I knew very little about Chartism before reading this book. What was your first encounter with it, and what led you to want to incorporate it in here?

I had never heard of Chartism until, as part of my research, I read “The Eye That Never Sleeps”: A History of the Pinkerton National Detective Agency by Frank Morn. Which I just realized I left out of the acknowledgments. The book mentioned that Alan Pinkerton, the founder, was a Chartist. I looked up more about Chartism and read about the Newport Rising, in Newport, Wales. Jon Langford is from Newport. Another unexpected connection, the Pinkerton Agency began in Chicago, which is where Jon lives. I decided to make Shannon’s boss a Welsh Chartist named Arthur Llewellyn, from the name of Welsh author of the weird Arthur Machen (Arthur Llewellyn Jones). Llewellyn had previously worked for Pinkerton and is based in Chicago.
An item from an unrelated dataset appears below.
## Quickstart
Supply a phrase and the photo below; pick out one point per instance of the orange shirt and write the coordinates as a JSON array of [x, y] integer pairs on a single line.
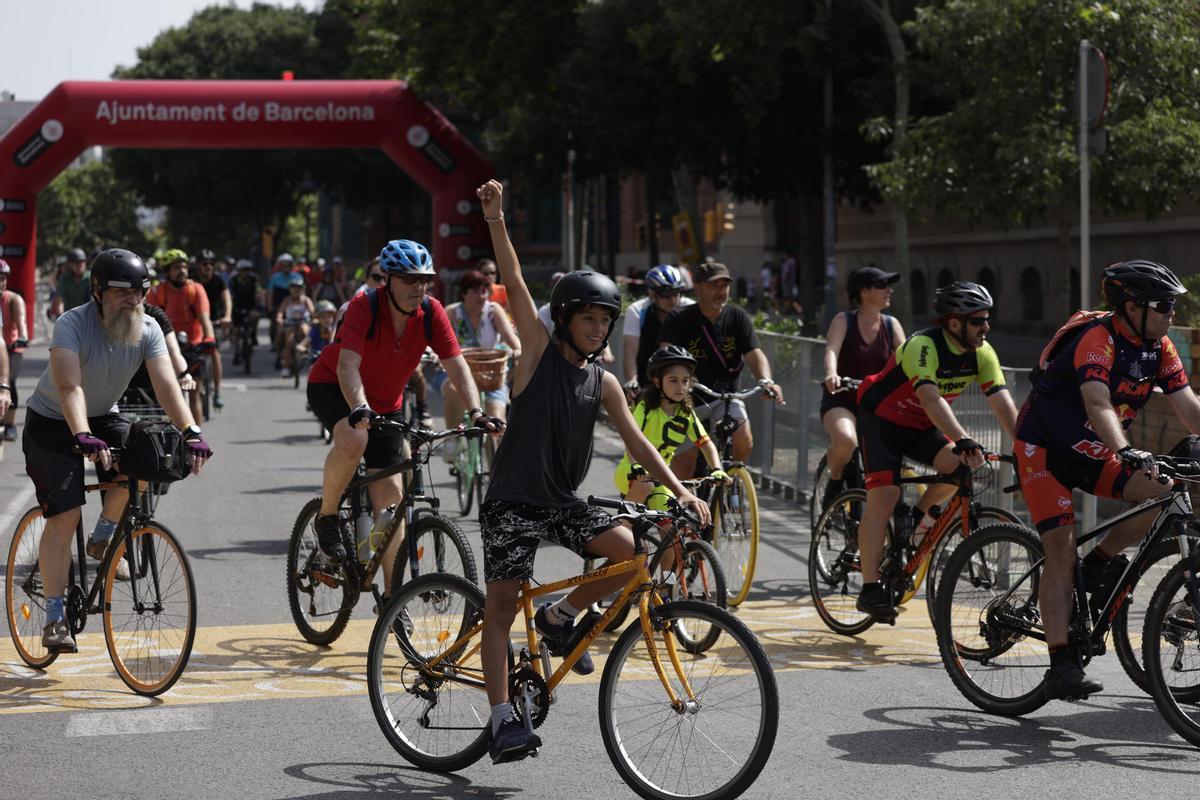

When you go down a path, everything else goes on the path with you.

Shannon is a fascinating narrator, with a number of contradictory traits, including his roots in the pre-Civil War South. What was your biggest challenge in finding his voice?

I had a lot of challenges, like figuring out how people talked, avoiding words that wouldn’t have been used then. I could (and did) read fiction of the period, but dialogue in fiction doesn’t necessarily reflect how people actually talked. Then there was the hardboiled Hammett aspect. In the end, I didn’t worry too much about accuracy in his literal speaking voice., I also chose to make him more progressive than I thought a person from that time and place would have been. I tried to be consistent, tried to make him at least feel real. 

Having Shannon be Jewish, and making his Jewishness and the Jewish community of Galveston, Texas an important part of the book presented other challenges. I’m culturally Jewish but not religious and wanted him to be similarly unreligious. In general, people were more religious in the 19th century, which doesn’t mean everyone was religious. Many people weren’t. I did want to use the idea that someone from an oppressed group would be sensitive to the oppression of others. Which is a reasonable assumption, though in researching Jewish America during the time of Black enslavement I learned that northern Jews tended to be against slavery and southern Jews weren’t. Southern Jews accepted the attitudes of their surroundings, partly because it kept them from being at the bottom of the system. Also, I assume, they worried that speaking out would make them a target, like they were in Eastern Europe. And still are today in many places, including the U.S.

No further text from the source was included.